Bonesmith (House of the Dead, #1)(53)
He lifted his head from the ring in surprise. “Iron? No, why would you think that?”
“It’s black,” she explained, disappointed not to have answered at least one of the questions she had about it, “and it sort of looks like a nail or something….”
Julian reached a tentative hand for the ring, then seemed to decide against touching it. “Definitely not iron.”
Frowning, Wren pocketed it and finished dressing, carefully replacing her armor and checking her weapons before collecting the bonedust. She reapplied her eye black, using the reflective surface of Julian’s breastplate—much to his annoyance, as he was currently wearing it—to carefully outline her lips.
When they were both ready, they put out the fire and loaded the remaining usable firewood into one of the bags. They’d be unlikely to have another sleep as comfortable as this one—roof and all—but with any luck, they could at least manage a fire in the days to come.
They headed north, crossing a shallow section of the Serpentine before the land around them opened again, flattening out before a dense forest. The river twisted west, following the higher ground, while their path took them east into the trees.
Julian hesitated a moment, staring after the water as if wishing he could remain by its comparatively safe shores.
Wren clapped him on the back. “I’m afraid your only protection from here on out is me.”
“How comforting.”
It was early evening, the temperature dropping along with the sun.
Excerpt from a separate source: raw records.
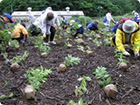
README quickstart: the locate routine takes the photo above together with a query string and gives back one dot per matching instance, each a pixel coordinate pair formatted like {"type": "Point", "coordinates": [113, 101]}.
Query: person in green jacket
{"type": "Point", "coordinates": [127, 33]}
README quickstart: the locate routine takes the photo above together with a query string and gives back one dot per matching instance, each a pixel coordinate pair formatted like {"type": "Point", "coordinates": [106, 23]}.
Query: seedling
{"type": "Point", "coordinates": [96, 42]}
{"type": "Point", "coordinates": [103, 75]}
{"type": "Point", "coordinates": [81, 48]}
{"type": "Point", "coordinates": [37, 76]}
{"type": "Point", "coordinates": [107, 41]}
{"type": "Point", "coordinates": [120, 57]}
{"type": "Point", "coordinates": [5, 96]}
{"type": "Point", "coordinates": [80, 102]}
{"type": "Point", "coordinates": [13, 43]}
{"type": "Point", "coordinates": [70, 61]}
{"type": "Point", "coordinates": [42, 47]}
{"type": "Point", "coordinates": [5, 38]}
{"type": "Point", "coordinates": [79, 90]}
{"type": "Point", "coordinates": [19, 59]}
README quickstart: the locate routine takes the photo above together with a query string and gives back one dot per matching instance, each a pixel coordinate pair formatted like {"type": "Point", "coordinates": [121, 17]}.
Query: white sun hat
{"type": "Point", "coordinates": [71, 22]}
{"type": "Point", "coordinates": [129, 26]}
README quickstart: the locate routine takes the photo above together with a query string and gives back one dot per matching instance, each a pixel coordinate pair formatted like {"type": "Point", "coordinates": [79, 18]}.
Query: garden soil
{"type": "Point", "coordinates": [59, 88]}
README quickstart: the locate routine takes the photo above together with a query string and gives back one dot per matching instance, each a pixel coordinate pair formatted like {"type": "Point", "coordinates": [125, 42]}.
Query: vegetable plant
{"type": "Point", "coordinates": [70, 61]}
{"type": "Point", "coordinates": [79, 91]}
{"type": "Point", "coordinates": [80, 102]}
{"type": "Point", "coordinates": [5, 96]}
{"type": "Point", "coordinates": [19, 59]}
{"type": "Point", "coordinates": [37, 76]}
{"type": "Point", "coordinates": [103, 75]}
{"type": "Point", "coordinates": [5, 37]}
{"type": "Point", "coordinates": [120, 57]}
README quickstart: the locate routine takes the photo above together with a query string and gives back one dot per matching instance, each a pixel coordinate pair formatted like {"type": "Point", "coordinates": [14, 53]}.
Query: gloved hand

The forest hung in suspended twilight, and Wren’s breath puffed in front of her.
“According to the old maps, we should be able to get through the trees by morning,” Julian said. “We can camp for a few hours, then proceed into the valley. After that… we’ll have to figure things out as we go. I know roughly where the settlements were, but things have changed since then. Still, we should avoid them. Whoever we might find there now, they won’t be living. Our best chance is to pass through unnoticed.”
It was a nice thought, but Wren doubted Julian truly understood how the undead worked, despite living in such close proximity to so many of them. They were drawn to life, and she suspected the ghosts in the Haunted Territory were starved for it. Her and Julian’s presence would be like the first drops of rain after a drought, and any undead in the vicinity would ravenously drink them in.
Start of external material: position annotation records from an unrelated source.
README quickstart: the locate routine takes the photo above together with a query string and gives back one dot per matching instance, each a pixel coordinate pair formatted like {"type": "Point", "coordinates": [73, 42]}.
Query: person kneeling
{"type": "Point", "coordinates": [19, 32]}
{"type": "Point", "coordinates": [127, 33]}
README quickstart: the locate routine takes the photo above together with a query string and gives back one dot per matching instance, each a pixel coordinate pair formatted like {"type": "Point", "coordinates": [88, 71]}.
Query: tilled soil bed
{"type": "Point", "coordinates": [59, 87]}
She tried her best to feel if any were nearby, but her range could help them only so far. Besides, her talent lay in fighting the undead, not avoiding them. If any did turn up, she’d be ready.
The ground sloped gently as they moved through the trees, which started out fairly sparse but were soon dense enough to make it difficult to see. When night came and the ceaseless darkness pressed in, a part of her longed to spot a ghost, to sense an undead corpse. Anything was better than this held breath, this taut anticipation.
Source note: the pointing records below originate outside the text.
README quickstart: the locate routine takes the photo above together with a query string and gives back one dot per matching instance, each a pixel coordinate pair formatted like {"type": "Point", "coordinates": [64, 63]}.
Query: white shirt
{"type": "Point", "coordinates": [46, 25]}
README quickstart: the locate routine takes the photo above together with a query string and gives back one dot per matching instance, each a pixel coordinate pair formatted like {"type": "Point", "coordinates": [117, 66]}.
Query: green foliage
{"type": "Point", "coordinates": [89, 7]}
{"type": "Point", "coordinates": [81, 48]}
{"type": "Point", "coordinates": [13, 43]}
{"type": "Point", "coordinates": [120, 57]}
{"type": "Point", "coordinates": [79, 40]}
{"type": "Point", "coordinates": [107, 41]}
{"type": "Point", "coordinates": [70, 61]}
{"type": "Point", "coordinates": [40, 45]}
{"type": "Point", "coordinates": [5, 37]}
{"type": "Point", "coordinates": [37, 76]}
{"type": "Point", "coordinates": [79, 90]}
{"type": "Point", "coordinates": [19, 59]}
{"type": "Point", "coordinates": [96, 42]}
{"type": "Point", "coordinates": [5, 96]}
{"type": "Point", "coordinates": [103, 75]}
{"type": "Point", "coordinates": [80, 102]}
They didn’t speak—though Wren had tried several times, much to Julian’s annoyance—and instead walked in silence, the only sounds the crunch of boots and their steady, panting breaths.
Julian kept up a relentless pace, and Wren reminded herself to be grateful for it even as her legs ached and her lungs burned. She would rather die than give him the impression she couldn’t keep up, and besides, this was all to her benefit—the sooner they rescued Leo, the better.
“How far is—” Wren began, but Julian cut her off.
“Shh,” he said, not for the first time.
“You shh,” she shot back, annoyed. It wasn’t sound that would bring the undead down upon them—it was their beating hearts.
He rounded on her, ready with an angry retort, but didn’t manage to get out a single word. Instead, his eyes bugged out, fixated on something over Wren’s shoulder.
She whirled around.
Her senses kicked into overdrive, along with her pulse, as she spotted the unmistakable glow of an undead hovering between the trees. It wasn’t near enough to clearly discern—probably twenty feet away and newly risen, but its indistinct edges were becoming brighter with every passing second.
And next to it… there was another light, fainter than the first. Farther away, Wren thought, until it started to move. Plodding ever nearer with a slow, lumbering gait.
This was not the movement of a ghost.
This was a revenant.
As it stepped between the trees and into her line of sight, she saw why the ghostlight had seemed faint and distant. The spirit was obstructed by its partially decayed body, the light winking and moving not between bark and leaf, but between flesh and bone.
Wren recalled what Odile had said, something about the way they moved, like a puppet on strings. She thought of everything she’d ever been taught about the walking undead, and somehow it still didn’t prepare her.
She returned her attention to the first undead she had seen, and now that it was closer, it became evident that it, too, was a revenant—though its body was in a much worse state of decay, allowing the ghost to more brightly shine through.
Wren swallowed, drawing her twin blades. Two tier fives heading their way.
Behind her, Julian shuffled his feet, staggering backward.
“Stop,” she snapped, glancing over her shoulder.
This was no different from every reapyr-valkyr training exercise she’d ever done—no different from the Bonewood Trial itself. As creepy as this forest had suddenly become, the milky-green light gilding the trees and casting Wren’s and Julian’s skin into sickly pallor, it had nothing on the Bonewood.